Tuesday, September 12, 2006

Reading. Platonov.

I had never read anything by Andrei Platonov until I was looking for something by Brodsky and the search engine came up with The Fierce and Beautiful World. The direct and terrible beauty of the title captured my attention, drew me to it, and I could not resist, did not want to resist. For a while I had turned away from Russian literature, followed my heart down a different path, wound up in another, distant garden. Sometime last spring I found myself realizing that it was time to return, and the labryinth of memory that is literature brought me back to where I began all those years ago.

I fell in love with Russian literature some ten years ago; I fell in love with the language a few years afterwards. They have remained inextricably intertwined in my mind and heart all this time since. I think it was Bulgakov who first enraptured me with the beauty and mystery and poetry and musicality of his words, the way he used language. (It was for Bulgakov that I learned Russian; I have learned languages for pleasure or for love or out of necessity, but Russian I learned for literature). It was something new to me then, and now I find Platonov is another thing entirely, completely different from anything I have read before.

The foreward by Tatyana Tolstoya gives an inkling of what is to come when she quotes Brodsky's statement, "Woe to the people into whose language Andrei Platonov can be translated," bringing to the fore the question of how to translate what is untranslatable, his "dislocations of meaning," the way he uses the Russian language in all its subtleties of meaning.

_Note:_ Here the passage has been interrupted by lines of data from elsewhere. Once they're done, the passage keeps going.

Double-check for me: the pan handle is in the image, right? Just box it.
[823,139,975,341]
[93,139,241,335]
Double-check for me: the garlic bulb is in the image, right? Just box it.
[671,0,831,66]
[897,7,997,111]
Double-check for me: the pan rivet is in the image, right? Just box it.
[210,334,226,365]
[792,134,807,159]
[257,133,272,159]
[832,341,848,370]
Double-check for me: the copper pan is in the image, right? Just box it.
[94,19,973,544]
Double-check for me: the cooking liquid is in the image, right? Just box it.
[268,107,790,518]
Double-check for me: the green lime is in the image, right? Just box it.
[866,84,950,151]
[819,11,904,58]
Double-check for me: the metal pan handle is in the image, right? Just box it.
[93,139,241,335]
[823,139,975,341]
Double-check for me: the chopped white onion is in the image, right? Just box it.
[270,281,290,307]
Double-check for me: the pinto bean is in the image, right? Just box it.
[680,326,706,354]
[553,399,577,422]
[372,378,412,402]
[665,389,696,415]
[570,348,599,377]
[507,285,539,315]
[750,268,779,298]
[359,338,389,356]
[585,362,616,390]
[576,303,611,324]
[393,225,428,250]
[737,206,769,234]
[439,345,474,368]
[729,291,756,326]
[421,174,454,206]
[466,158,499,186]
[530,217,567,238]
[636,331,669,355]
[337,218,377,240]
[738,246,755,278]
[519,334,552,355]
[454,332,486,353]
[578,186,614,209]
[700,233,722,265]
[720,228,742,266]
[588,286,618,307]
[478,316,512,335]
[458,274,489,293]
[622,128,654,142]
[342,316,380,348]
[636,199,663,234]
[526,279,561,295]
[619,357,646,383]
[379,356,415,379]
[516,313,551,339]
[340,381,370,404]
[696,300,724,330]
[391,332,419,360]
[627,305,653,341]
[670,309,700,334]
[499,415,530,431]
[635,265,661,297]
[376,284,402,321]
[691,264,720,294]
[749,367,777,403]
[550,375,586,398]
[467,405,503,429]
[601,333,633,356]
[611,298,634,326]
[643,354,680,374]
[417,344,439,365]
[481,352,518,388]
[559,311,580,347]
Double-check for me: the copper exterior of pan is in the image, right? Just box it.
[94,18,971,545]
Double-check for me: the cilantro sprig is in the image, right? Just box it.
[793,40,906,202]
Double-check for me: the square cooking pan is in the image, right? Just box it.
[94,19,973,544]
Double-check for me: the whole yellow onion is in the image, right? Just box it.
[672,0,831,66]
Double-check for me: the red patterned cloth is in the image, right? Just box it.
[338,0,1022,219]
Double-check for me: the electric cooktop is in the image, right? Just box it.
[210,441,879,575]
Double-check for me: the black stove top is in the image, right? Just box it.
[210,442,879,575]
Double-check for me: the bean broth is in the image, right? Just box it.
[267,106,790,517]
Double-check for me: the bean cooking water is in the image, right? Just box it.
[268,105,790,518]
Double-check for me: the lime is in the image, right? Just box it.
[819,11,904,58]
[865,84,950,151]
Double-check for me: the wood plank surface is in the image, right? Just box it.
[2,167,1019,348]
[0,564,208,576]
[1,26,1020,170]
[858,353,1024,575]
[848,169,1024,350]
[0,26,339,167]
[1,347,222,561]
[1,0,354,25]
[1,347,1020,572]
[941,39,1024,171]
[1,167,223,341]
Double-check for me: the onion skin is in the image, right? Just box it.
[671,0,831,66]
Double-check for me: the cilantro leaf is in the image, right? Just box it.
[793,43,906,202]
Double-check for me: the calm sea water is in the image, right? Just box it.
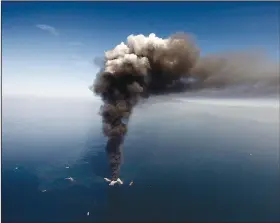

And then she brings into the open what she considers the central theme of Platonov's work, "the happiness of the mind and the happiness of the heart in their complex interaction; he studies what happiness really is, why and how it appears, where it goes, how to find and hold on to it."

I have only gotten a little ways into the first short story of this collection, Dzhan, but its very first words tell me that I have found something extraordinary, something that will grip me about the heart and not let go. Nazar Chagatayev, a young man, not a Russian, walked into the courtyard of the Moscow Institute of Economics. It is not, perhaps, a particularly arresting opening sentence, but something tells me that my world is about to change. Again. There is a simplicity to his words that is so beautiful it feels as though my heart is cracking wide open, not breaking but splitting itself in order to grow greater.

There are so many moments that make me pause, like when you have fallen in love and the person you love is so often saying or doing all these little things that draw you in deeper. A woman's body is described as smelling good and warm, like bread; when Chagatayev is with her he forgets himself, he feels that ease and happiness poured out of this strange woman whom he would probably never meet again; this is how bliss often exists unnoticed right next to us. Perhaps this is what happiness is, these passing moments with complete strangers who will always remain as a single, brief memory, that moment when you come across a line in a new book and feel your heart catch on fire.